Elke morgen blijft er bij het wakker worden het besef ongeneeslijk ziek te zijn. „Ik heb een vaste catheter. Dat is een hinderlijk ding. Bovendien kan ik alleen op mijn rug liggen. Dat geeft na het ontwaken zó’n machteloos gevoel. Als ik niet oppas, komt er spierkramp bij. Heel voorzichtig werk ik mezelf uit bed, loop met mijn catheterzak naar de woonkamer en ga in deze stoel zitten. Mijn bestraffing is er alle morgen. Niet in de zin dat ik mijn ziekte als een straf voor specifieke zonden ervaar, maar de kwaal is wel in algemene zin een gevolg van de zonde. Het liefst zou ik uit bed springen of soepel in de auto stappen. Dat is er voor mij niet meer bij.”
Toen ook zijn vrouw ernstig ziek werd, vroeg hij zich af hoe het verder moest. „Ik leunde heel sterk op haar. Op een gegeven moment was ze net zo machteloos als ik. Toch zijn we er doorheen gekomen. Als de een het niet meer zag zitten, had de ander net weer wat moed. En we hebben heel veel steun gehad van de kinderen, de kleinkinderen, vrienden en bekenden. Dat meeleven, in allerlei vorm, is goud waard. We hebben ook ongelooflijk veel post gehad, die ons vaak heeft bemoedigd.”

Kruis
Door zijn werk voor de gehandicaptenvereniging ”Op weg met de ander”, waaraan hij drie decennia als voorzitter leiding gaf, maakte ds. Harkema jaren geleden al intensief studie van het spreken van de Schrift over ziekte en zorg. Op instructiedagen gaf hij adviezen aan zieken, gehandicapten en hun omgeving. „Het is de roeping van de gemeente om werkelijk mee te lijden. En voor de zieke zelf om het kruis achter Jezus Christus aan te dragen.”
In vakantieweken voor gehandicapten zag hij daar indrukwekkende voorbeelden van. „Ik was diep onder de indruk van de wijze waarop sommige deelnemers met hun handicap omgingen. Dan dacht ik: hoe zou ik zijn als mij iets dergelijks overkwam? Nu me een aantal dingen ís overkomen, ben ik blij dat ik door de contacten met deze mensen een beetje de weg weet, om het maar zo te zeggen. En dat ik persoonlijk de waarde ervaar van de adviezen die ik destijds gaf.

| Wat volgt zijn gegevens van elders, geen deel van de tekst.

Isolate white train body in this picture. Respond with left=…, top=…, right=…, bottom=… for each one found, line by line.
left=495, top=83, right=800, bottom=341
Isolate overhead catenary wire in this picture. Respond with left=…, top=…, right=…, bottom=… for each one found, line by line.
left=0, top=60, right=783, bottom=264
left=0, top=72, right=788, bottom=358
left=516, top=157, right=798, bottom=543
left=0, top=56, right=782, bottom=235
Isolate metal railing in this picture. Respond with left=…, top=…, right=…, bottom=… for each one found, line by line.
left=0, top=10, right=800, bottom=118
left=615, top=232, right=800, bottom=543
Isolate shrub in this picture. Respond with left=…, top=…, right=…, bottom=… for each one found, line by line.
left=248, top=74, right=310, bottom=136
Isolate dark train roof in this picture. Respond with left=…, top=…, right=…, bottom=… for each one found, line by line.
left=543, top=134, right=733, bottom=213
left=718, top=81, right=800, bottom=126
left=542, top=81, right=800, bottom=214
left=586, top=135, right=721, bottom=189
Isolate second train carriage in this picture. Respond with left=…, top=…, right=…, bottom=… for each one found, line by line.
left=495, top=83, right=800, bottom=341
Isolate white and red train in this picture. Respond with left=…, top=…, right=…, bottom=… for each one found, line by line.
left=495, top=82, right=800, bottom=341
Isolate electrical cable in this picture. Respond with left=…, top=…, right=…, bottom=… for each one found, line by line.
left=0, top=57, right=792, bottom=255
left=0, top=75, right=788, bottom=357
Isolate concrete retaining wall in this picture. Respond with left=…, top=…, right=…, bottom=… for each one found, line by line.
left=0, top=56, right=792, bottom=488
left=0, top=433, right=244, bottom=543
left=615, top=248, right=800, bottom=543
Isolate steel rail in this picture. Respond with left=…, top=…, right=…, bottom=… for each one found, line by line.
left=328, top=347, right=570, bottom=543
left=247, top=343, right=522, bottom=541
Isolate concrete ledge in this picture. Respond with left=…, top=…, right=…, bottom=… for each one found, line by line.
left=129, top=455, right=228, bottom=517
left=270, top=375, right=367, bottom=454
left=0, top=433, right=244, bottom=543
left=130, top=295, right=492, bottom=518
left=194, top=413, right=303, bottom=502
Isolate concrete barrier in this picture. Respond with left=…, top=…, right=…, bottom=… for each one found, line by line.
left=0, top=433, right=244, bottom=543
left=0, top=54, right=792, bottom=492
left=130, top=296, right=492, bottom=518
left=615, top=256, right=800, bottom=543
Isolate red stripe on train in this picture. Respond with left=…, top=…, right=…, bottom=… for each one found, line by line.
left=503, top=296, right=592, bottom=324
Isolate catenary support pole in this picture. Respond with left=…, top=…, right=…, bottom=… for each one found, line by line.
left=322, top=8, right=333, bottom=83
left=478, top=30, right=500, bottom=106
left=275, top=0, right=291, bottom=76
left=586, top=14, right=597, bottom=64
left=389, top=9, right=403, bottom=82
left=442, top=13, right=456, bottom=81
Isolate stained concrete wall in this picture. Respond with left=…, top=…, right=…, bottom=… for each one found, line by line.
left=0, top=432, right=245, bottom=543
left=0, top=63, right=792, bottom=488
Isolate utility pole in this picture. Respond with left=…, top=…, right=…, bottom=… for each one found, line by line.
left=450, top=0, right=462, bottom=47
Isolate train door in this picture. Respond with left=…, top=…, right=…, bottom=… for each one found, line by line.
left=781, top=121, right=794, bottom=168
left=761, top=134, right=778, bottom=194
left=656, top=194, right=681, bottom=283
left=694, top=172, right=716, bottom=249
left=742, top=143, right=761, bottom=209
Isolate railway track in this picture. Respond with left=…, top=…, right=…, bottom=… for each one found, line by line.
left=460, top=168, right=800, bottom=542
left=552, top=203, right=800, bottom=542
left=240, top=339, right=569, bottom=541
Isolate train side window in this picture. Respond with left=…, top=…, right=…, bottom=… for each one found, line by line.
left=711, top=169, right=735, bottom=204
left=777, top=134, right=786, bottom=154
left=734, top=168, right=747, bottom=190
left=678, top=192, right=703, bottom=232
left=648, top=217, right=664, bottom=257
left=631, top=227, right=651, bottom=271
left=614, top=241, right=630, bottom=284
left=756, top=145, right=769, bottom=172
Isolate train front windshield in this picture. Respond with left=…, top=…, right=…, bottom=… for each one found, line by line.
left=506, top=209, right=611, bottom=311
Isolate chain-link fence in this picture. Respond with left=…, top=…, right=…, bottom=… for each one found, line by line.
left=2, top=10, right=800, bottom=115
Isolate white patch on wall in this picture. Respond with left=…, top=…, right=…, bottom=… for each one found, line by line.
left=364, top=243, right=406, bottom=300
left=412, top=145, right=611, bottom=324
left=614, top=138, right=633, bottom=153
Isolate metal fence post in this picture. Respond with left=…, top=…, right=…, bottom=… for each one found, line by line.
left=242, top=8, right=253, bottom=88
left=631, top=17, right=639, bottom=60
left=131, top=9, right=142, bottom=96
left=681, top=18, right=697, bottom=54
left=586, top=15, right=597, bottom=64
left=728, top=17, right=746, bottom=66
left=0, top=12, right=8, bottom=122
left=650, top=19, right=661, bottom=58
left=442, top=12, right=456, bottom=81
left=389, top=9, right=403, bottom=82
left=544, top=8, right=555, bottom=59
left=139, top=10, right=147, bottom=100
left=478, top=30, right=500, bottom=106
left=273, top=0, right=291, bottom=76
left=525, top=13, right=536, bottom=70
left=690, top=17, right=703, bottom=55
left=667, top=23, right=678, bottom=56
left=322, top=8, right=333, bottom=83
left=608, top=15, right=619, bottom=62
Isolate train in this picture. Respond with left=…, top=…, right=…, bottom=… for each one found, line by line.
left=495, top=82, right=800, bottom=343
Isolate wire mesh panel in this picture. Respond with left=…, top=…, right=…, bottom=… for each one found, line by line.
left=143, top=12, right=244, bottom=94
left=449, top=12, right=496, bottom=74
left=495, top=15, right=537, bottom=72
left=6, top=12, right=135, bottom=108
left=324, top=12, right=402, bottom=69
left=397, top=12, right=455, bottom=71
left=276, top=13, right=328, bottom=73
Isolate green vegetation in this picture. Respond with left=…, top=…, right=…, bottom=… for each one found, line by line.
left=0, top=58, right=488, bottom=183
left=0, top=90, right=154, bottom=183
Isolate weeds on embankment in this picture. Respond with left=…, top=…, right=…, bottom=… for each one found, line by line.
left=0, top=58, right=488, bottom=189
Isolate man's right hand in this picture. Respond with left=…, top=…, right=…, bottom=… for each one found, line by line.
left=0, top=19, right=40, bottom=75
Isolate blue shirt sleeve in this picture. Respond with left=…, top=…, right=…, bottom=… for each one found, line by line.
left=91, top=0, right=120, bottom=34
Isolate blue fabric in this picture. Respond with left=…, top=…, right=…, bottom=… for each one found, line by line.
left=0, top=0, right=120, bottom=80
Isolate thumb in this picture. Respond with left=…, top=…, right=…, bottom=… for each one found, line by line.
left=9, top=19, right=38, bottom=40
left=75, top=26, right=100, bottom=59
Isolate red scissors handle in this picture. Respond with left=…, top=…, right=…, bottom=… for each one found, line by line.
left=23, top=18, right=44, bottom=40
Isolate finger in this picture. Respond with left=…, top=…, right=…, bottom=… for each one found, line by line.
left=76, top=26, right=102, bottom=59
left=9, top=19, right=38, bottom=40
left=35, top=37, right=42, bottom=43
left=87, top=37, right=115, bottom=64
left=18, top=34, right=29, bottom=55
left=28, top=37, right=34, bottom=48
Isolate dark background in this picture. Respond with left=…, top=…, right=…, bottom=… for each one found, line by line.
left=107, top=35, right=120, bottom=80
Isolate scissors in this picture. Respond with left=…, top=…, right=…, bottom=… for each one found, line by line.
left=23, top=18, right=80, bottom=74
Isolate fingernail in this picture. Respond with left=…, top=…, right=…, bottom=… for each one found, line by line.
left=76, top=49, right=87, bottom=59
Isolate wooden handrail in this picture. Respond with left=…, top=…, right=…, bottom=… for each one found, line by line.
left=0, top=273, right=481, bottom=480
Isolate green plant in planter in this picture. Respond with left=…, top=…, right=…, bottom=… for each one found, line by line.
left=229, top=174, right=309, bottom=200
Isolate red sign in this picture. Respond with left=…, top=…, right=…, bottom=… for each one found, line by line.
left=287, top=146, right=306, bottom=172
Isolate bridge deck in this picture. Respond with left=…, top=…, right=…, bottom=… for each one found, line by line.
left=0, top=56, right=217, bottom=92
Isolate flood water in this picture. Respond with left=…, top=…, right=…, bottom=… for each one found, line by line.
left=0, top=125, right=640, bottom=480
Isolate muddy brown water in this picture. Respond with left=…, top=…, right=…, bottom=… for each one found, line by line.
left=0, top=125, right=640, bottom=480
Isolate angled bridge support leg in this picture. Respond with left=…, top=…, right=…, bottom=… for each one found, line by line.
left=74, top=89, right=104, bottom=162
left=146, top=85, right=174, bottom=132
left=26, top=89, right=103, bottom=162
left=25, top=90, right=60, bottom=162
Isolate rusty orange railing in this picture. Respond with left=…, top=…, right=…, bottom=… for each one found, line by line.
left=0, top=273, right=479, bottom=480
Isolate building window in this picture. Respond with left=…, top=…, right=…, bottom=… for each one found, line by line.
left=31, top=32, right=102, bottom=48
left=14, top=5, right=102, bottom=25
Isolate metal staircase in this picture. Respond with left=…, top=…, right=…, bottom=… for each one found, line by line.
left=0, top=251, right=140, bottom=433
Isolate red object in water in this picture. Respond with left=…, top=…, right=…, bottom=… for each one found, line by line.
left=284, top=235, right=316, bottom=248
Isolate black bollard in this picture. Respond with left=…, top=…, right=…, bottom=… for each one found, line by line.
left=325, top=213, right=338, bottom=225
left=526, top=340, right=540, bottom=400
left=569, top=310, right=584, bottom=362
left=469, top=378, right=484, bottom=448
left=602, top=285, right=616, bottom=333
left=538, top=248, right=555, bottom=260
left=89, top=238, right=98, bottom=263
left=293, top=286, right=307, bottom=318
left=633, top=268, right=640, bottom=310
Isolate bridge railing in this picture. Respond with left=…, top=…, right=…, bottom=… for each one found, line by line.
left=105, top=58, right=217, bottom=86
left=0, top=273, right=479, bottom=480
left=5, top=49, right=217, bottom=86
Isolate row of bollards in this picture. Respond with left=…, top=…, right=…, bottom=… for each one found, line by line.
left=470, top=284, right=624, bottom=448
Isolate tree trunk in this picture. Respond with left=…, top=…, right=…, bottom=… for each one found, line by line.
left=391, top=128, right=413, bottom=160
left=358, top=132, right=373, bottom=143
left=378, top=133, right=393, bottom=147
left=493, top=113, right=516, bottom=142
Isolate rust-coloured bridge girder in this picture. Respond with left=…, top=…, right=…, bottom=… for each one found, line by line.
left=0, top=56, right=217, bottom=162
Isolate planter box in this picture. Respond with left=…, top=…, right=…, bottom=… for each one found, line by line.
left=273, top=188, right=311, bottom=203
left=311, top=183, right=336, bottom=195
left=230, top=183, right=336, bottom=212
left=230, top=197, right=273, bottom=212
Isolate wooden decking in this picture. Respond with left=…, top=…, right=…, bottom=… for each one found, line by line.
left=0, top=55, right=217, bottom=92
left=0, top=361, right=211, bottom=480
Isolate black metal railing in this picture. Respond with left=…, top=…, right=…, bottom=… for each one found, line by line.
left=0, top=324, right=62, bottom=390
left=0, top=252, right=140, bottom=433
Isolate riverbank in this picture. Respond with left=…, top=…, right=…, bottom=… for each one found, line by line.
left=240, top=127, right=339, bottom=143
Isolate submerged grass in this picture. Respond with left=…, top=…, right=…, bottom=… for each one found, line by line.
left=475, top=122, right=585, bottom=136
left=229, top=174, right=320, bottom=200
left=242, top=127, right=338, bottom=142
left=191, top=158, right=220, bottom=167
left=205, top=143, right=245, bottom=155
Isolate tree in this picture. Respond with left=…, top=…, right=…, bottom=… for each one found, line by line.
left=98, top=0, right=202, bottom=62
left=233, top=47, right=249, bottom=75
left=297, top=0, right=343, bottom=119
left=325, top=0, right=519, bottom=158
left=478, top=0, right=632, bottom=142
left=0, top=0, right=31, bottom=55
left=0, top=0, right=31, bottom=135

Het waren blijkbaar geen goedkope woorden. Bovendien weet ik dat er mensen zijn die een nog veel zwaarder kruis dan het mijne te dragen hebben, en toch blijmoedig door het leven gaan.”
Sommige Bijbelgedeelten kregen voor de Groningse predikant een lading die ze vroeger niet hadden. „Vooral de teksten over het komende Koninkrijk. Straks is niet alleen de zonde voorgoed weg, maar ook alles wat erdoor teweeg is gebracht. Dan kan ik weer springen. Dat moet héérlijk zijn. Soms vragen mijn vrouw en ik ons af wat ons hier beneden nog te wachten staat. Dan bidden we of we het vertrouwen in Gods Vaderlijke zorg mogen behouden. Dat geeft weer nieuwe moed. God vergist Zich niet.”

Dit artikel werd u aangeboden door: Terdege

Deze tekst is geautomatiseerd gemaakt en kan nog fouten bevatten. Digibron werkt voortdurend aan correctie. Klik voor het origineel door naar de pdf. Voor opmerkingen, vragen, informatie: contact.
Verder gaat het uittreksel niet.